MLK Memorial review: Stuck between the conceptual and literal

By Philip Kennicott,August 26, 2011

The new memorial to Martin Luther King Jr. turns out to be a relatively modest affair. A stoplight on Independence Avenue SW announces the entrance, where a fan-shaped entry court leads to a 30-foot-high portal of carved stone. The memorial faces inward, away from the Mall, with planted earthen berms and trees obscuring it from many angles.

More than 180 new cherry trees have been added to this four-acre wedge of land between the Franklin Delano Roosevelt Memorial and the bridge that crosses the northern edge of the Tidal Basin, keeping the space green and ensuring that the white necklace of blossoms that delights the world will be unbroken come spring. Except for a wall of green granite covered in quotations by King, and two main statue elements that represent a “Mountain of Despair” and a “Stone of Hope,” the memorial is a low, pleasant plaza that integrates quietly into the landscape of West Potomac Park.

Even the 30-foot-tall statue of King, an early version of which prompted the Commission on Fine Arts to fret over its “confrontational” stance, imposing size and “Socialist Realist style,” is turned away from the main entrance. King, who was plenty confrontational in real life, now looks off to the southeast, toward where F.D.R. sits in his equally controversial wheelchair. But there was no symbolism intended in that, according to executive architect Ed Jackson Jr.
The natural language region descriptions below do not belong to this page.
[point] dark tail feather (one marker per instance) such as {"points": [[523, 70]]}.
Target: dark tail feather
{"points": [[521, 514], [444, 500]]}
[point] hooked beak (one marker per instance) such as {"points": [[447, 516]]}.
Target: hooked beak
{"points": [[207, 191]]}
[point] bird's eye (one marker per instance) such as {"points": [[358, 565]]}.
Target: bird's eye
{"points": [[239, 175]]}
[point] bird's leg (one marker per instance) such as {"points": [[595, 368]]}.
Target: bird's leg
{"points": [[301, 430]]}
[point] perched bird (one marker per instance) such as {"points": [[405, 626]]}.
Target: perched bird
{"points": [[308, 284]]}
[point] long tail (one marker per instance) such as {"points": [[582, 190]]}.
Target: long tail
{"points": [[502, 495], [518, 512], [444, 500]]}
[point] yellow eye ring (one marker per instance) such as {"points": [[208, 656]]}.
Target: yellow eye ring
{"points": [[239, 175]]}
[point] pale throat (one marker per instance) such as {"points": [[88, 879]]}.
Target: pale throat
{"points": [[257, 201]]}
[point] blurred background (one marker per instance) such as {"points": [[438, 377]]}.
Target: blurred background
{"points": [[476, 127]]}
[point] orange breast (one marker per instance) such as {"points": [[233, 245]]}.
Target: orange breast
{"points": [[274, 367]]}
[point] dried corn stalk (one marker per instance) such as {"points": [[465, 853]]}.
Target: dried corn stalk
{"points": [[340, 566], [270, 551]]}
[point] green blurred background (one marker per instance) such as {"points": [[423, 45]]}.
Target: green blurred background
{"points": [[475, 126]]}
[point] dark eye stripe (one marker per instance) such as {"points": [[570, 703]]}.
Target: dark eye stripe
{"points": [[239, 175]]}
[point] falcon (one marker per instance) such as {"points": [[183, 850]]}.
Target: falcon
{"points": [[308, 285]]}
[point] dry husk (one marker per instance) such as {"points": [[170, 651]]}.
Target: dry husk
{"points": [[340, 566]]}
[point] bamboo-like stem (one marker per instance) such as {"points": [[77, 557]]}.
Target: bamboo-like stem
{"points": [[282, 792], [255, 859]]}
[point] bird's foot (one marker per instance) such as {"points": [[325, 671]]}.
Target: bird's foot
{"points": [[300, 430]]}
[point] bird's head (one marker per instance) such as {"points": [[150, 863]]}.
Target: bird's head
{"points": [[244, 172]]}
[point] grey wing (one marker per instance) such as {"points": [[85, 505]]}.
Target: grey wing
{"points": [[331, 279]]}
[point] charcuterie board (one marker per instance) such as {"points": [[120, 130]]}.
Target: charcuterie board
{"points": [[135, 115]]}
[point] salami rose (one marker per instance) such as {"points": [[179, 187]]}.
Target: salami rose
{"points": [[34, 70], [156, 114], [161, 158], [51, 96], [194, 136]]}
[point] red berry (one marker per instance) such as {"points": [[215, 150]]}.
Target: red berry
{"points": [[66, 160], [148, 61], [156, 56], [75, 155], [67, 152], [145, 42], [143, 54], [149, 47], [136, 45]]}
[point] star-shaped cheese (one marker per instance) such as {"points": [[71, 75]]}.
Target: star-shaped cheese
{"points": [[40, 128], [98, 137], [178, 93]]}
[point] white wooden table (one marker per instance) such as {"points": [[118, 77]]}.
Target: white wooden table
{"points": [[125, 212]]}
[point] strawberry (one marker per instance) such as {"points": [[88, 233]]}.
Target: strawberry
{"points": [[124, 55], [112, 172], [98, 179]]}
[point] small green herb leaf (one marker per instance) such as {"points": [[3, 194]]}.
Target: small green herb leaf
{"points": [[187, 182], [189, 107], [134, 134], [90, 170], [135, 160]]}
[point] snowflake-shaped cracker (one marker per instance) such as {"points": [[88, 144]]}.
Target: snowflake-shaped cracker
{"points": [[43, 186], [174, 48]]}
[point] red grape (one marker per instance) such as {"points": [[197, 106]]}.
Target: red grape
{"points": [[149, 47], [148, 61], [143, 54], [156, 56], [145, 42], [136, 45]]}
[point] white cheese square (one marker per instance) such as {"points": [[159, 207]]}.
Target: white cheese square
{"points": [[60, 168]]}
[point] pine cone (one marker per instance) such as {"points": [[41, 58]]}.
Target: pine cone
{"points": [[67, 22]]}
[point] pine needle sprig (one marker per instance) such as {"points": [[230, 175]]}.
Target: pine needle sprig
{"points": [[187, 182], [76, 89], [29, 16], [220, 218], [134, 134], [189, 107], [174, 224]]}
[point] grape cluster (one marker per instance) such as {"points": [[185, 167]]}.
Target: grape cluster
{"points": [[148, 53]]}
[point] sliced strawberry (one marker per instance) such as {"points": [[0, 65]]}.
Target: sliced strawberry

There are ample places to sit, and if the trees survive to maturity, there should be shade, too. Once inside the plaza, the view across the Tidal Basin is delightful, and from the outside, the two halves of the mountain frame views nicely. Thus, the mountain adds something that the Tidal Basin has never really had before: A gate, or front door, which invites you in. If there were better mass transit to this site between 17th and 23rd streets SW — where designated parking will be limited to handicap spots and buses — it would make an ideal start and end point for a loop walk around the basin come blossom time.

Like too many memorials, however, the Martin Luther King Jr. Memorial is stuck uncomfortably between the conceptual and literal. The concept, originally developed by the San Francisco-based ROMA Design Group, focuses on the Mountain of Despair, two massive, roughly arch-shaped granite bookends, and the “Stone of Hope,” which contains a statue of King, carved by the Chinese sculptor Lei Yixin and shipped from Changsha, China.

The “stone” is meant to look as if it has been pulled out of the arch of the “mountain,” and is turned slightly so that visitors first encounter a quotation by King, “Out of the mountain of despair, a stone of hope,” before they encounter King himself.

The stone of hope turns out to be derived from a rather violent allegory of political conflict and tribalism. The line is from King’s “I Have a Dream” speech, delivered in Washington on Aug. 28, 1963. It was apparently based on an image from the second book of Daniel, in which the prophet interprets one of King Nebuchadnezzar’s dreams. Nebuchadnezzar envisioned not a mountain, but a massive idol, or image, with a head of gold, arms of silver and thighs of brass. “As you looked, a stone was cut out by no human hand, and it struck the image on its feet of iron and clay, and broke them in pieces,” says Daniel, prophesying the downfall of the old order.

King’s version makes no reference to smiting and politics, and it was certainly not the intention of the designers to suggest anything controversial. Despite occasional citations from his later, more challenging speeches, the memorial is focused on the anodyne, pre-1965 King, the man remembered as a saintly hero of civil rights, not an anti-war goad to the national conscience whose calls for social and economic justice would be considered rank socialism in today’s political climate.

The hope-from-despair concept is realized literally, with a giant statue of King embedded in the Stone of Hope, which is grooved on both sides to suggest that it has been physically extracted from the Mountain of Despair. But it turns out to be a rather tricky thing to base architectural design on rhetorical tropes. Especially King’s rhetoric. The master orator was remarkably inventive in his metaphors and eclectic in his sources. If you read his writing too closely, the metaphors begin to contradict and undermine one another.